10 of the best British cheeses to try

10 of the best British cheeses to try

From beloved cheddars to brilliant blues, and the world-famous Stinking Bishop, Musement reveals 10 of the best British cheeses to try.

The UK is abundant with green and fertile land, providing the perfect conditions for dairy farming. With a long tradition of cheese production, Britain is internationally renowned for its cheeses. So, it should come as no surprise that more than 700 varieties of British cheese now exist.

The perfect place for any cheese lover, here is 10 of the best British cheeses to try:

1. Cheddar

Whilst this famous cheese is now produced in many countries around the world, it originated in the English village of Cheddar in Somerset. Produced since at least the 12th century, Cheddar Gorge on the edge of the village contains several caves, which provided the ideal humidity and temperature for maturing the cheese.

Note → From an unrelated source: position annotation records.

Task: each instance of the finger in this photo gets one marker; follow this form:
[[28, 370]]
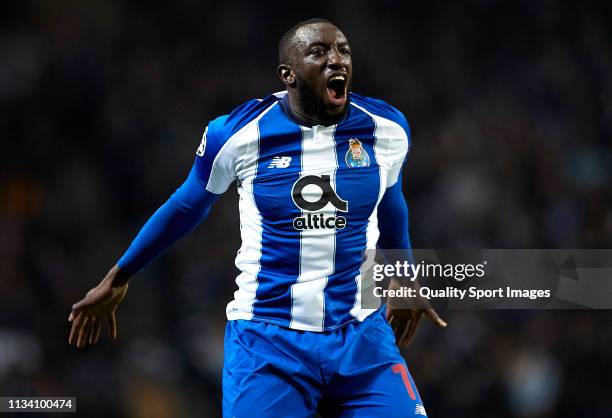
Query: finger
[[96, 333], [74, 330], [112, 323], [433, 315], [94, 324], [396, 325], [414, 324], [83, 333]]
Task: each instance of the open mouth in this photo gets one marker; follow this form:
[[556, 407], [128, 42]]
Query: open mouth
[[336, 89]]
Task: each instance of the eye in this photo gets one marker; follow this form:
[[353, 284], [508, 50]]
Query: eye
[[317, 52]]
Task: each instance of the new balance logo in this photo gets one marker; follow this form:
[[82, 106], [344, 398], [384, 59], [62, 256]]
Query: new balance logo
[[420, 410], [280, 162]]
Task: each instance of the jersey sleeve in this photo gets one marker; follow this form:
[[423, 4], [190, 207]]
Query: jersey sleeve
[[398, 149], [215, 161]]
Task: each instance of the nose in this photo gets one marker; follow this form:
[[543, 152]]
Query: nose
[[335, 60]]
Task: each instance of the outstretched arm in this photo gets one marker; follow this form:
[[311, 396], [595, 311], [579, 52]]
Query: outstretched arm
[[185, 209], [393, 226]]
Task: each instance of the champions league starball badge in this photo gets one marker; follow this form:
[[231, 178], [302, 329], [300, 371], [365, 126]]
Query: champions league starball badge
[[356, 156]]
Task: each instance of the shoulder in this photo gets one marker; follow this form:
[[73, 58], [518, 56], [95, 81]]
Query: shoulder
[[221, 129], [381, 109]]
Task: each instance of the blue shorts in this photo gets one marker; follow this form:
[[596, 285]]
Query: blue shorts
[[355, 371]]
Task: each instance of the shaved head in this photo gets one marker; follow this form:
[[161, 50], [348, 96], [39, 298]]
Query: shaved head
[[286, 43]]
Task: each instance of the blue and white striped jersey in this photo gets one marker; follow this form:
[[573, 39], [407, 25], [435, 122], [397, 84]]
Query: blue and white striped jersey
[[308, 205]]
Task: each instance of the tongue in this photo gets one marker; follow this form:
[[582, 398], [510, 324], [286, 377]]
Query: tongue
[[336, 97]]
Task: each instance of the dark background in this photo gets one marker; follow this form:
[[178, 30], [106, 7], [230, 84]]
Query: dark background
[[102, 106]]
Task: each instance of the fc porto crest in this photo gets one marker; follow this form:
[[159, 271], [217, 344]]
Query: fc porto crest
[[356, 156]]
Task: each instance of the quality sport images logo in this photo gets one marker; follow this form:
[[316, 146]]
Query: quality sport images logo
[[313, 193]]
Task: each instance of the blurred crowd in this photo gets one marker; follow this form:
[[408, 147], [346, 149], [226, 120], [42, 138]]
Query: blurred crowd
[[103, 104]]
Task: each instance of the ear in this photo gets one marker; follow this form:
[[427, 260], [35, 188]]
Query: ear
[[285, 73]]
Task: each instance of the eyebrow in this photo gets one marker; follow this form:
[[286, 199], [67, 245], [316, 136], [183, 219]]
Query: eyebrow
[[319, 43]]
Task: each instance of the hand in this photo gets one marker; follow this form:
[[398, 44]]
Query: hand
[[405, 322], [95, 309], [404, 316]]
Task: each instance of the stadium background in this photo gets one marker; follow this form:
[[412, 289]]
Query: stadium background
[[103, 104]]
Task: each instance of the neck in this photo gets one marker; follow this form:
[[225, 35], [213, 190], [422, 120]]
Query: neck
[[312, 114]]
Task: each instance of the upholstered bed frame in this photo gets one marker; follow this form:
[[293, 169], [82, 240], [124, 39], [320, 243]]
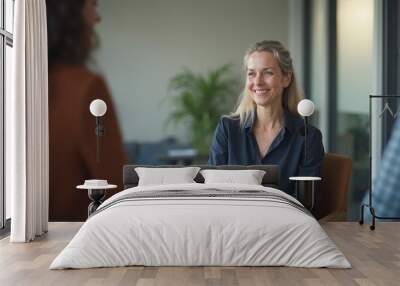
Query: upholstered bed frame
[[271, 177]]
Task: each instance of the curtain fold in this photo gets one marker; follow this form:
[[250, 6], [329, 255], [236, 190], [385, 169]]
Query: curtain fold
[[27, 124]]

A relatively hard white or orange (if colourings are added) cheese. The flavour is generally mild, creamy and smooth. As the cheddar matures, the flavours grow stronger and nuttier, and the texture becomes crumblier. The most popular type of cheese in the UK, this one is always a crowd pleaser.

2. Red Leicester

A hard cheese, similar to cheddar, Red Leicester has a milder flavour and a moister, crumblier texture. Its distinct deep orange colour comes from a vegetable dye called annatto. Typically sold at 6 to 12 months of age, the younger cheeses feature a slightly sweet, mellow flavour. In contrast, the more mature cheeses tend to be tangier with a nuttier taste. All in all, a well-balanced British cheese that pairs wonderfully with a variety of wines, both white and red.

3. Stilton

Produced in two varieties, Blue, which has had Penicillium roqueforti added to it, and White, which does not. Both varieties have been granted the Protected Geographical Indication (PGI) status by the European Commision, meaning that the cheese can only be produced in the three counties of Derbyshire, Leicestershire, and Nottinghamshire. Milder than Roquefort, Stilton has a rich and mellow flavour, with a pungent aftertaste. An excellent cheese for crumbling over salads or paired with sherry or port wine.

4. Perl Las

Continuing with another blue cheese, Perl Las, meaning ‘Blue Pearl’ in Welsh, is one of the most famous British cheeses from Wales. Strong yet creamy with slightly salty undertones, the ‘blue’ aftertaste is sharp and long-lasting. As with any blue cheese, this one is great by itself, melted on a steak, or made into a sauce or soup.

5. Stinking Bishop

A semi-soft cheese from Gloucestershire, the peculiar name comes from its distinct smell. The pungent aroma derives from washing the rind in perry (pear cider). The alcoholic wash also gives a brown/pink colour to the rind. Despite the strong smell, the cheese actually has a very mild and creamy taste. It is made in limited quantities, so you won’t find this one in any British supermarket, although artisan food stores and delicatessens should stock it.

6. Welsh Caerphilly

Caerphilly is a hard, crumbly white cheese that originated in the town of Caerphilly in Wales. A traditional Caerphilly must be made with cow’s milk produced by Welsh farms and is protected by the European Protected Geographical Indication status (PGI). It has a mild taste with a tang of citrus and grassy flavours.

7. Wensleydale

Another cheddar style cheese, this one is creamy, moist and crumbly. It has hints of wild honey and as it ages, the cheese develops a fuller deeper flavour. It comes in many different varieties and due to the honey aroma, it is regularly combined with fruit, such as cranberries or blueberries.

8. Cornish Yarg

A tangy, semi-hard artisan cheese made in Cornwall. The cheese is wrapped in nettle leaves and left to mature, resulting in a distinctive taste. The nettles protect the cheese whilst imparting a grassy aroma and leave a delicate note of mushroom and citrus. Once matured, the cheese is creamy and soft under the rind but slightly crumbly in the core.

9. Dunlop

Dunlop is a Scottish cheese from the village of Dunlop, in Ayrshire. Developed in the 1700s, the cheese was granted Protected Geographic Indication (PGI) status in 2015. As a result, traditional Ayrshire Dunlop can only be produced in the area around Dunlop, with milk from Ayrshire cows, using traditional methods. The flavour profile is mild with a sweet buttery taste. Yet as it matures, the subtle nutty and creamy flavours develop.

10. Cornish Brie

Cornish Brie is a soft style cheese from Cornwall. Made by several dairies in the area, the cheese is made using full-fat pasteurised cow’s milk sourced from the local area. The rich Cornish milk gives the cheese a characteristic yellow colour. The flavour is much milder than its French equivalent, yet still has plenty of creamy and buttery notes. An excellent addition to any British cheeseboard.